Did anything differentiate them? On the surface, looks and manners. When one couldn’t see, or didn’t notice, their faces, some did look unlike anything this century. Guy Grenfell, for instance, grew his hair as long as a Caroline young man. Which seemed odd since his face had the port-wine euphoria, the feminine (but not effeminate) smoothness, of one of his eighteenth-century ancestors, and his manners once more struck me as strangely managed, as though he were determined to forget any he had ever known and was hoping to invent some for Year One, and to find the equivalence of citoyen and tovarishch . The result was not, as he presumably hoped, that he sounded like my forebears or Gordon Bestwick’s, but like his own at their most aggressive, on a foreign railway station in brazen voices hailing a porter.
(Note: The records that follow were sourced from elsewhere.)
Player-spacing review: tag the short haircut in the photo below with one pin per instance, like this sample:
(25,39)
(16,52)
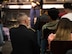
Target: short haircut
(53,13)
(67,5)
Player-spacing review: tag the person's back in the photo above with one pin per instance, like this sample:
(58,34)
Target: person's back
(68,10)
(23,40)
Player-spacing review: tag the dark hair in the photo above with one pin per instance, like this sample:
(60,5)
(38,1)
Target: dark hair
(67,5)
(53,13)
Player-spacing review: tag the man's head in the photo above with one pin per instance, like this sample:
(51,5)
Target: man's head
(53,13)
(67,6)
(23,19)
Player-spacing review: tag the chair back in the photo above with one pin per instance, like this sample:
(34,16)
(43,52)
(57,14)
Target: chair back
(60,47)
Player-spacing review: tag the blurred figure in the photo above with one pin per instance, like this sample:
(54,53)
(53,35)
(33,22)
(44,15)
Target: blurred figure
(1,37)
(6,33)
(68,10)
(64,31)
(49,27)
(41,20)
(69,51)
(34,11)
(23,39)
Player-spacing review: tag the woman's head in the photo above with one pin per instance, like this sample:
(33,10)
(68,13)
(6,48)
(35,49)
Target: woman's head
(64,29)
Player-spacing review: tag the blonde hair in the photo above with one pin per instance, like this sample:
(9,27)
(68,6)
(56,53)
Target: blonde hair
(63,30)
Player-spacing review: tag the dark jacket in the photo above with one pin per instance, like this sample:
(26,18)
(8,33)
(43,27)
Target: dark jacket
(23,41)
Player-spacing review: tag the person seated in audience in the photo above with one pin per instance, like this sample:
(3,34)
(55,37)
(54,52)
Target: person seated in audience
(50,26)
(68,10)
(23,39)
(64,31)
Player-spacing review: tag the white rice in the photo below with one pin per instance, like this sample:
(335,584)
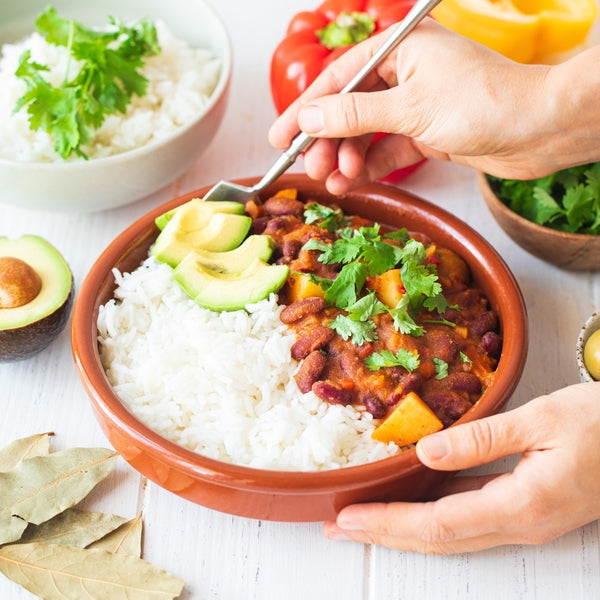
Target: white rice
(221,384)
(181,81)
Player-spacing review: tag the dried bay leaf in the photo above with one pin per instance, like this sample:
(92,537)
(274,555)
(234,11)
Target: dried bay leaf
(28,447)
(73,527)
(126,539)
(39,488)
(55,572)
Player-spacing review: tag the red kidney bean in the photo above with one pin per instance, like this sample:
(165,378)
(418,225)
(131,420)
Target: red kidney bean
(463,382)
(312,340)
(290,248)
(310,371)
(448,406)
(374,405)
(491,344)
(329,392)
(279,206)
(302,308)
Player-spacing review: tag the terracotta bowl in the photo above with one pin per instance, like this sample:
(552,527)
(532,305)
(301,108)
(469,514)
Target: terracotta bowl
(278,495)
(570,251)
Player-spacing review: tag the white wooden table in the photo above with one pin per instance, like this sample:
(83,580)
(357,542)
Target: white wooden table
(230,558)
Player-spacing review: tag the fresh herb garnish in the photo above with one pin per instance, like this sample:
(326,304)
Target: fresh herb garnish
(441,368)
(409,359)
(364,253)
(101,82)
(568,200)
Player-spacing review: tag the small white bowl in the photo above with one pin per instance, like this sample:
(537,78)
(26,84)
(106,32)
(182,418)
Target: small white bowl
(103,183)
(590,326)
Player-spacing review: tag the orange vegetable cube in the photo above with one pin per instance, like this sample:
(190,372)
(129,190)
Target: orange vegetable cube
(410,420)
(388,287)
(301,286)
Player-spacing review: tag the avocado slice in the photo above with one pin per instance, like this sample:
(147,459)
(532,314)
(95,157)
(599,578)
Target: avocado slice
(182,234)
(233,261)
(230,291)
(201,209)
(36,295)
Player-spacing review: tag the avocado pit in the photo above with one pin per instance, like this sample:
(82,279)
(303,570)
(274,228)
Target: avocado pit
(19,283)
(36,294)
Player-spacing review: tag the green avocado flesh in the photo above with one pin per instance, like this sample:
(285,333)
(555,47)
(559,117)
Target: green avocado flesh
(219,233)
(233,261)
(229,291)
(201,210)
(29,328)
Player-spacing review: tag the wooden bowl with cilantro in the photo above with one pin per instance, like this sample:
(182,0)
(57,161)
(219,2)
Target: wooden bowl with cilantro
(555,218)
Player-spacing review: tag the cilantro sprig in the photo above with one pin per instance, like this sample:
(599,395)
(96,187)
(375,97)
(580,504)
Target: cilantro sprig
(366,252)
(409,359)
(102,76)
(568,200)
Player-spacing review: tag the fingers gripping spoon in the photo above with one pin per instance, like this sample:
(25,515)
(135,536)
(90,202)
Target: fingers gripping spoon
(226,190)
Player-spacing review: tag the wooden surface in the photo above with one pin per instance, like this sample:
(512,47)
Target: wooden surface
(230,558)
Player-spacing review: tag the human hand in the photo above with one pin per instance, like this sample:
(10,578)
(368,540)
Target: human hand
(441,96)
(553,489)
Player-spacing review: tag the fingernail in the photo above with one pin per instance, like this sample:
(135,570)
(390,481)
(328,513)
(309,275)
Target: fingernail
(435,446)
(310,119)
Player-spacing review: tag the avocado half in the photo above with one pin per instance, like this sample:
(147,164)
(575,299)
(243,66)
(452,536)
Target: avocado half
(36,295)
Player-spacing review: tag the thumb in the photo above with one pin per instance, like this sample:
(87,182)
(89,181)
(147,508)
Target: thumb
(478,442)
(349,115)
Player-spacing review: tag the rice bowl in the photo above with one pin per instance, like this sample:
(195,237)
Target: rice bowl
(285,495)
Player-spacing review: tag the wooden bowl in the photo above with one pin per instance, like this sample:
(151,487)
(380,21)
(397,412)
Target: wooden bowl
(569,251)
(284,495)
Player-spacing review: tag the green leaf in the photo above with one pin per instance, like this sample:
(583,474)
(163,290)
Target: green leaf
(39,488)
(73,527)
(126,539)
(105,78)
(409,359)
(23,448)
(441,368)
(56,572)
(360,331)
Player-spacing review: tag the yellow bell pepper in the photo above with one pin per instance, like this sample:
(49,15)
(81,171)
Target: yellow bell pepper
(523,30)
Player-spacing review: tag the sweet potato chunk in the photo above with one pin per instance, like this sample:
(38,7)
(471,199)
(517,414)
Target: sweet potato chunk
(410,420)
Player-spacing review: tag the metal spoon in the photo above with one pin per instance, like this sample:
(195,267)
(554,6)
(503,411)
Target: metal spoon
(226,190)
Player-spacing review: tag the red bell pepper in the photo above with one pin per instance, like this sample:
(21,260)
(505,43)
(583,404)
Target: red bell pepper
(315,38)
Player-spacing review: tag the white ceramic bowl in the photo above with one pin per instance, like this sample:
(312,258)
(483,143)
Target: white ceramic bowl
(590,326)
(113,181)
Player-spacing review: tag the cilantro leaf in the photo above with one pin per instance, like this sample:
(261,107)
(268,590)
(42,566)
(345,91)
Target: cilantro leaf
(102,76)
(350,327)
(409,359)
(441,368)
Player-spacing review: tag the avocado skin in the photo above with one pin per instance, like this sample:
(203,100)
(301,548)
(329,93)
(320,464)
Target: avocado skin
(24,342)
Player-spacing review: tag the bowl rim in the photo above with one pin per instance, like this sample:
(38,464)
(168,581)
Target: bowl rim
(224,80)
(493,200)
(86,355)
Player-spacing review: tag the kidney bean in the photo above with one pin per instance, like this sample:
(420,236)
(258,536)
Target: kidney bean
(312,340)
(280,206)
(290,248)
(374,405)
(491,344)
(310,371)
(329,392)
(463,382)
(302,308)
(448,406)
(349,363)
(487,321)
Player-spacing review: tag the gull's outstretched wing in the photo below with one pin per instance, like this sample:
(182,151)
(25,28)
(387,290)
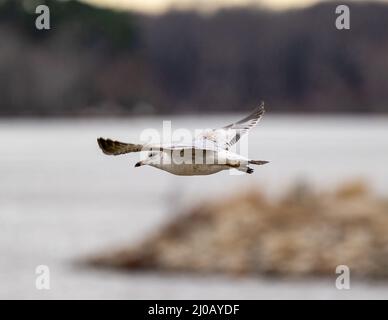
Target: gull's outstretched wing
(227,136)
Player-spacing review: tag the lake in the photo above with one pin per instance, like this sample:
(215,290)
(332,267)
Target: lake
(61,199)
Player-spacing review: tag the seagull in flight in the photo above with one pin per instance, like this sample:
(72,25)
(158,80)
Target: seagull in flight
(207,154)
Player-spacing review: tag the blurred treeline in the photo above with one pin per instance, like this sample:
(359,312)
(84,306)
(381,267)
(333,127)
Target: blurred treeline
(99,61)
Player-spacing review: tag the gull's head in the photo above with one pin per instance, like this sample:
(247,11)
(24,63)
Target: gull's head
(153,159)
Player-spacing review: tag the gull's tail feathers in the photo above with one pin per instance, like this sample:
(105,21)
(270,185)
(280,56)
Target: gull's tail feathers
(258,162)
(114,148)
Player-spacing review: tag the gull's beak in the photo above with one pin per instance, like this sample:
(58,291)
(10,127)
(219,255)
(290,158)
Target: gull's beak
(140,163)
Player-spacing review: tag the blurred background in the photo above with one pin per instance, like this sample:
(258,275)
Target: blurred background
(114,68)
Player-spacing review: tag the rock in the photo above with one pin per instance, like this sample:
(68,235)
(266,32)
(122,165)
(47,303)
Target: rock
(302,233)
But all that brushed off (if they were different, and they might be, it was because of their time and place) when I had a word with him alone, or later with Gordon Bestwick. Talking to Grenfell I felt obliged to bolster up his confidence. He was a nice and humble man, inconveniently torn between an embarrassing pride in his antecedents and the necessity of feeling more passionately modern than anyone around him. He wouldn’t have felt like that if he hadn’t been quite humble: he liked tagging on to people whom he believed with simplicity to be cleverer and better than he was. This led him to displays of exaggerated sensibility. His school had been ‘beastly and brutalising’. The mere thought of the army, his family profession, was beastly and brutalising too. He was very much preoccupied with the number of examination suicides at Cambridge, almost as though, frail plant that he was, he couldn’t expect both to pass his first-year Mays and to survive. In fact, he was a tough and hardy character, who didn’t need so much sympathy as he felt entitled to and modestly induced.

Whereas, in some respects, Gordon Bestwick needed more. With him, not long before Margaret and I were due to leave, I sat down on a window seat. Charles had had the intuition to guess that Bestwick and I would have something in common, and I had been told what to look for. Physically, he was gawky and tall, taller than Charles or Guy Grenfell, themselves over six feet, but he had not been as peach-fed as Grenfell; as he stretched out his legs, the thighs were thin, and there were deficiency lines from nostril to mouth. There were also other lines, premature furrows, on his forehead: his face was not exactly ugly, but plain, with wavy hair already thinning, hard intelligent eyes, square jowls. It was a physical make-up not uncommon in those whose temperament wasn’t easy to handle, what with natural force, ability, and a component of anxiety. It was the anxiety that Charles had asked me to watch; for Bestwick had been complaining, to Charles alone, of physical symptoms, and Charles had heard something of similar troubles of mine as a young man.

At that time I had been too proud to say a word. My first impression was that Bestwick was at least as proud. All I could risk was to let fall reminiscences about what it was like in my youth to be born poor. Charles had probably told him that I wasn’t stupid. It didn’t matter if he thought I was a bore. Reading for the Bar. Gambling on nothing going wrong. Strain. Lying awake at night. Sleep-starts. Pavements giving way underfoot. When the game looked in my hands, sent away ill.

If none of that applied to him (his expression was lively, but gave nothing away) he must have thought me a remarkably tedious conversationalist. Before we sat alone, he had been analysing the economic thinking of the old left. Informal, confident, not rude but dismissive. I thought I would test him. Sometimes the brightest demolition men weren’t so easy with the biological facts of life. ‘Anyway,’ I said, ‘there wasn’t anything much wrong with me. I recovered well enough to have my heart stop last November.’